The image of Arctic completely released from sea ice in summer could occur sooner than expected: in 2027according to new research that warns of the acceleration of defrosting times in the magazine Nature Communications.
An international team of researchers led by climatologists Alexandra Jahn (University of Colorado Boulder) and Celine Heuzé (University of Gothenburg in Sweden), has used computer models for predict when the first day without ice could occur in the northernmost ocean.
An ice-free Arctic, as scientists have warned for decades, could significantly affect the ecosystem and the climate of the Land as weather patterns change.
“The first day without ice in the Arctic will not change things radically, but will demonstrate that we have altered one of the defining characteristics of the natural environment of the Arctic due to greenhouse gas emissions,” Alexandra Jahn said in a statement.
To conclude that the Arctic will be ice-free within three years, researchers projected the first ice-free day using the results of more than 300 computer simulations.
They found that most models predicted that the first day without ice could occur between nine and 20 years after 2023regardless of how the greenhouse gas emissions.
But the authors have seen that there are a series of extreme weather events that could melt two million square kilometers or more of sea ice in a short period of time: an unusually warm autumn first weakens the sea ice, followed by a warm winter and spring in the Arctic that prevent sea ice from forming.
When this place experiences such extreme warming for three or more years in a row, the first day without ice could occur at the end of summer.
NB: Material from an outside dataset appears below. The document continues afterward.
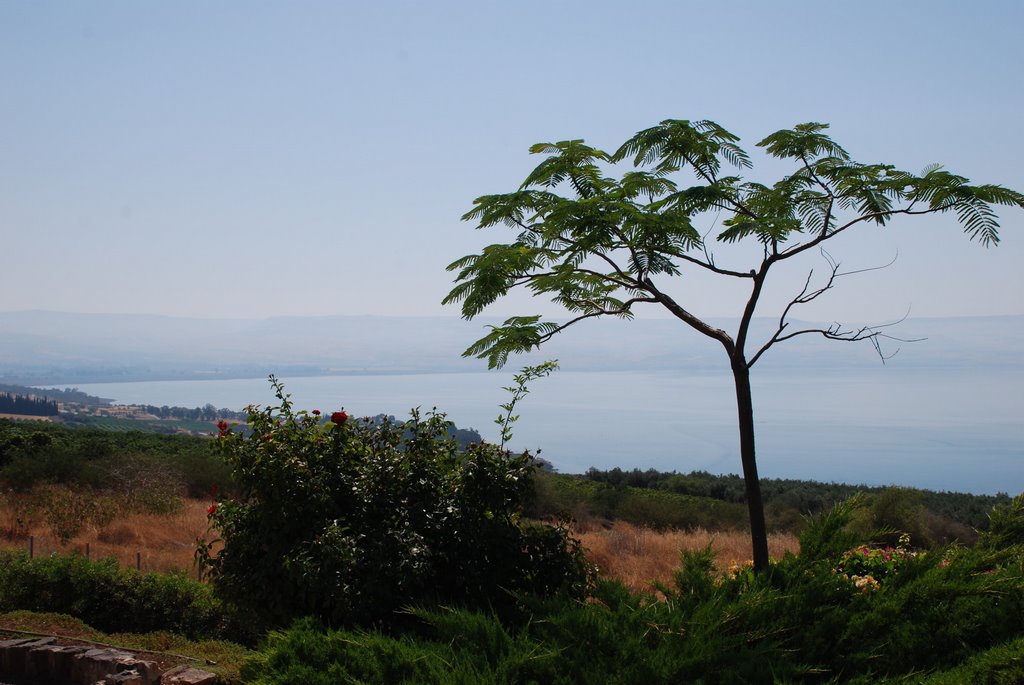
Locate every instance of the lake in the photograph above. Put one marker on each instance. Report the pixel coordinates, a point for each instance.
(944, 429)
According to these last variables, nine simulations suggested that an ice-free day could occur within three years, or at most within six.
However, the researchers warn that all is not lost and that in their models they have seen that Drastic reduction in emissions could delay the disappearance of ice and reduce the time the ocean remains ice-free. “Any reduction in emissions would help preserve sea ice,” stresses Jahn.
A blue Arctic
As the weather is warming Due to increasing greenhouse gas emissions, Arctic sea ice has disappeared at a rate unprecedented speed of more than 12% every decade.
Last September, the Colorado National Snow and Ice Data Center reported that the day with the lowest amount of frozen seawater in the Arctic was one of the lowest on record since 1978: 4.28 million square kilometersthis year’s low was above the all-time low seen in September 2012.
This minimum marks a decrease compared to the average coverage of 6.85 million square kilometers between 1979 and 1992. When the Arctic Ocean has less than one million square kilometers of ice, scientists consider the Arctic to be ice-free.
Previous studies by the same team tried to predict when this ocean will be completely ice-free for a full month, concluding that this would occur in the 2030s.